A Few Words About Forgiveness
Forgiveness can be one of the most difficult processes for the family and loved ones in the journey to recovery. Be patient with yourself here as forgiveness takes time, but also know that it is the most important key to healing your relationship with the addict or alcoholic whom you love. Forgiveness is a must if we want to attain closure and move beyond past harms and resentments. It is absolutely essential if you want to begin to heal and undo the damage caused by the wrath of drug and alcohol abuse. As we say in recovery, first things first. The healing needs to begin with the person who is sick. Once they are in the safety of a drug and alcohol treatment program, the family can take a deep breath. At that point the family can work with the patients therapist, or perhaps a therapist of their own. They may also attend one of the support groups for families and loved ones touched by addiction and alcoholism. The two most well-known are AL-ANON and NAR-ANON. These fellowships have helped millions to begin to repair broken relationships devastated by drug and alcohol abuse by teaching how to love without enabling and how to forgive.
Supporting The Recovering Addict & Alcoholic
Once the grip of drug and alcohol abuse has been loosened by professional treatment, the fog begins to clear. The addict will often be in a great hurry to get back into the stream of life. They sometimes have a difficult time understanding why the trust of the people they have hurt seems so hard to come by.
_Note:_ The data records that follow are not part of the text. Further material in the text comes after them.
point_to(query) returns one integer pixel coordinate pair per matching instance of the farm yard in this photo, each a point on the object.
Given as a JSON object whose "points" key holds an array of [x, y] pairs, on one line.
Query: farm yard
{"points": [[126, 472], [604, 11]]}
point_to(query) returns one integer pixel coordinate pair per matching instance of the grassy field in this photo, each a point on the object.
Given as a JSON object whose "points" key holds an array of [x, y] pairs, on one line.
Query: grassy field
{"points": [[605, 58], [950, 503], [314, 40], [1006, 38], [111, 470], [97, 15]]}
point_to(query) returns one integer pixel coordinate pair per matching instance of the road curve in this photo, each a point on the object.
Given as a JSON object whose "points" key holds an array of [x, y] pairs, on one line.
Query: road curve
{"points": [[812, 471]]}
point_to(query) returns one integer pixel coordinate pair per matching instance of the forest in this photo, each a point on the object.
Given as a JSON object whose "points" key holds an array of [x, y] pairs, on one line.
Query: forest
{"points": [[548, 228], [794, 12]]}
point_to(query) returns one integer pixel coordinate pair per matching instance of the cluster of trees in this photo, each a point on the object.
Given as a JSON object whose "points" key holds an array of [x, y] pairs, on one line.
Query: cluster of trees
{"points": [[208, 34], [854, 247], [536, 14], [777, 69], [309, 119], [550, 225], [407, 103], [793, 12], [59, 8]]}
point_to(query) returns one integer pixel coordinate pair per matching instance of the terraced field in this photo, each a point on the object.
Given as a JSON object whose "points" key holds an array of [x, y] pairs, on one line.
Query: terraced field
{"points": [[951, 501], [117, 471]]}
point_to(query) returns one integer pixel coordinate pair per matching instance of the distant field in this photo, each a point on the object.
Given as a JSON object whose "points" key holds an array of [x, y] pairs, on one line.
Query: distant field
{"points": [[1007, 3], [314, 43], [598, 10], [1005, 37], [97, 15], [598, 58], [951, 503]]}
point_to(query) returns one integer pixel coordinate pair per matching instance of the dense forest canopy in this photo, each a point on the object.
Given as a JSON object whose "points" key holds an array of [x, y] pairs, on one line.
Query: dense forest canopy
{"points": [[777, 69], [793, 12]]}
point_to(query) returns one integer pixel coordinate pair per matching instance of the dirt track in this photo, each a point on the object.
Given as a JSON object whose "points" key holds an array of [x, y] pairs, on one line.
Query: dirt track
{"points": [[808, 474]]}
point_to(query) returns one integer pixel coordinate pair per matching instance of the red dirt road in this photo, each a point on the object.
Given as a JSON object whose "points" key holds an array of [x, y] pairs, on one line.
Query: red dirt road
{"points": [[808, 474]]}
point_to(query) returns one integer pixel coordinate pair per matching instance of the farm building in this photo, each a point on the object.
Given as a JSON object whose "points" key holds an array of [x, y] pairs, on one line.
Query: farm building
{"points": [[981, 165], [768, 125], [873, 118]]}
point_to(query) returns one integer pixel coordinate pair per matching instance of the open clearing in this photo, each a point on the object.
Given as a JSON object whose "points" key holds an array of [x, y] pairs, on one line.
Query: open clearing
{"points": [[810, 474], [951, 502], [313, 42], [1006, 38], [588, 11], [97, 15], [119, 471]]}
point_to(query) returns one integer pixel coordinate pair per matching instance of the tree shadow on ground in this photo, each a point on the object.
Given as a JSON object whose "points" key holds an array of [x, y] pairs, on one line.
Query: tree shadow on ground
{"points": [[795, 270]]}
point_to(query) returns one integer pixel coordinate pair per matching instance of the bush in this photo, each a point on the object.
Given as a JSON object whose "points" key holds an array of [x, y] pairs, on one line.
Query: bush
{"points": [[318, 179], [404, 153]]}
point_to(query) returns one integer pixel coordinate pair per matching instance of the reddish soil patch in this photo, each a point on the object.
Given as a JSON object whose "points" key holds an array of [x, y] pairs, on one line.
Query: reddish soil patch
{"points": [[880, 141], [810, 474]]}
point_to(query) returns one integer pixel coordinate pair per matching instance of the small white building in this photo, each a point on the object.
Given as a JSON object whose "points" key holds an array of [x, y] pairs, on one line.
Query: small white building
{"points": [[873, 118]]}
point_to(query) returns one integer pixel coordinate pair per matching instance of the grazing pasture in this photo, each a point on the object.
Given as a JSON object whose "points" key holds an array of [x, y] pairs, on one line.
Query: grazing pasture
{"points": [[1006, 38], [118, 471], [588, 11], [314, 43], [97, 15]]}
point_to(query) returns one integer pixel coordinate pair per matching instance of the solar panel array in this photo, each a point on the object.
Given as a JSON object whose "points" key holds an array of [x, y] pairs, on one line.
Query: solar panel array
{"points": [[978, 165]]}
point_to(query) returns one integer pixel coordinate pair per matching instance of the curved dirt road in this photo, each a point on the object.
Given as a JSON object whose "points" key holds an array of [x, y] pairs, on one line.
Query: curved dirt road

They can even become indignant, feeling as if they are still being persecuted unfairly for past wrongs. This will pass, it is a part of early recovery for many of us. The best thing you can do is to remain calm and measured in your responses and unwavering in your commitment to be loving, without enabling. The addict and alcoholic in must rise to the challenge of taking ownership of their own recovery. Remaining clean and sober and repairing the damage they have done over time is their responsibility. They do not have to do it alone, but ultimately their recovery is theirs to attain and sustain. The best way to support them is to let them know that while you may not be ready to forgive and forget everything just yet or trust them with the car keys and checkbook, you are willing to meet them halfway. Carefully allow them opportunities to demonstrate responsibility and trustworthiness and over time everything will begin to fall into place provided they do the work.